Der 95-jährige Warren Buffett, Vorstandsvorsitzender des US-Unternehmens Berkshire Hathaway, kritisierte den Aktienmarkt und erklärte, dass dort spekulativer Handel eine größere Rolle spiele als langfristige Investitionen. Dies teilte er in einem Interview mit dem Fernsehkanal CNBC mit. Der Vorsitzende von Berkshire Hathaway erklärte, dass es derzeit schwierig sei, den tatsächlichen Wert von Vermögenswerten zu ermitteln. Der Investor betonte, dass sich bedeutende Anlagemöglichkeiten immer seltener böten und einen geduldigen Ansatz erforderten.

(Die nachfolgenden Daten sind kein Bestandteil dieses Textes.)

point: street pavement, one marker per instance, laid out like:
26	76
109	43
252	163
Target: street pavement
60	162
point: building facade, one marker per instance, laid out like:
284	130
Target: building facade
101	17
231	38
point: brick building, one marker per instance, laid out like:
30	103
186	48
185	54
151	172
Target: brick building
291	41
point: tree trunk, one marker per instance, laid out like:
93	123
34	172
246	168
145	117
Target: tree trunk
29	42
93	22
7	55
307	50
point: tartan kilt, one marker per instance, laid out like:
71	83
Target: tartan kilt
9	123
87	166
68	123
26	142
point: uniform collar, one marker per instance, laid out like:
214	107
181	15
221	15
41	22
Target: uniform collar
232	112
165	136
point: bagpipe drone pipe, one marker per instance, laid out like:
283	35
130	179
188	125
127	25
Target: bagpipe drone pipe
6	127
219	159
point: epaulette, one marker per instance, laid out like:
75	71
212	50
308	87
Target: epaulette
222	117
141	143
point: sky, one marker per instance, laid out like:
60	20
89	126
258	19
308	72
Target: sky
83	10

Seinen Worten zufolge tauchen lukrative Angebote manchmal sehr schnell auf, doch meistens habe ein Investor großes Glück, wenn er innerhalb von ein paar Jahren einen einzigen lohnenden Vermögenswert finde. „Da die Menschen so viel Spaß am Glücksspiel haben, bringt es mehr Geld ein, Spieler anzulocken, als Investoren auszubilden“, fügte der Milliardär hinzu.

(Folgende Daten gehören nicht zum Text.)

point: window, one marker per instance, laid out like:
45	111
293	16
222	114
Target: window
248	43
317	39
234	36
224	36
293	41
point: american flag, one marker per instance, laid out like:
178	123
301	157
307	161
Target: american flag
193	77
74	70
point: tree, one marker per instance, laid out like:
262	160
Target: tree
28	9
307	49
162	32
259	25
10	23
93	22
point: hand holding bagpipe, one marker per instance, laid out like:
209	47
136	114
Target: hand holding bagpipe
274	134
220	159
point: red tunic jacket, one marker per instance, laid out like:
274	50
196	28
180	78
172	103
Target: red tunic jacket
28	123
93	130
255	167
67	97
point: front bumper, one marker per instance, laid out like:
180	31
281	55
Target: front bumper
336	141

Es ist nicht das erste Mal, dass sich Buffett scharf zur Lage am Aktienmarkt äußert. Im Mai hatte er die Märkte mit einer „Kirche, an die ein Casino angebaut ist“ verglichen und dabei langfristiges wertorientiertes Investieren der wachsenden Begeisterung für kurzfristige Spekulationen gegenübergestellt. Außerdem kritisierte er den Kauf und Verkauf von Tagesoptionen und bezeichnete diesen Handel als „Glücksspiel“.
Zudem berichteten die Medien, dass Warren Buffett Pläne angekündigt habe, seine verbleibenden Berkshire-Hathaway-Aktien innerhalb der nächsten acht Jahre an die Wohltätigkeitsstiftungen seiner Kinder zu übertragen. Damit wird er sich vollständig von seiner Beteiligung an der Investmentgesellschaft trennen. Zum ersten Mal seit zwei Jahrzehnten hat der Milliardär beschlossen, Mitte des Jahres keine Spende an die Bill-und-Melinda-Gates-Stiftung zu leisten und diese nicht auf die Liste der Organisationen aufzunehmen, die künftig Spenden erhalten sollen. Dies geschah, nachdem das US-Justizministerium Dokumente veröffentlicht hatte, die auf Verbindungen zwischen Bill Gates und Jeffrey Epstein hindeuten.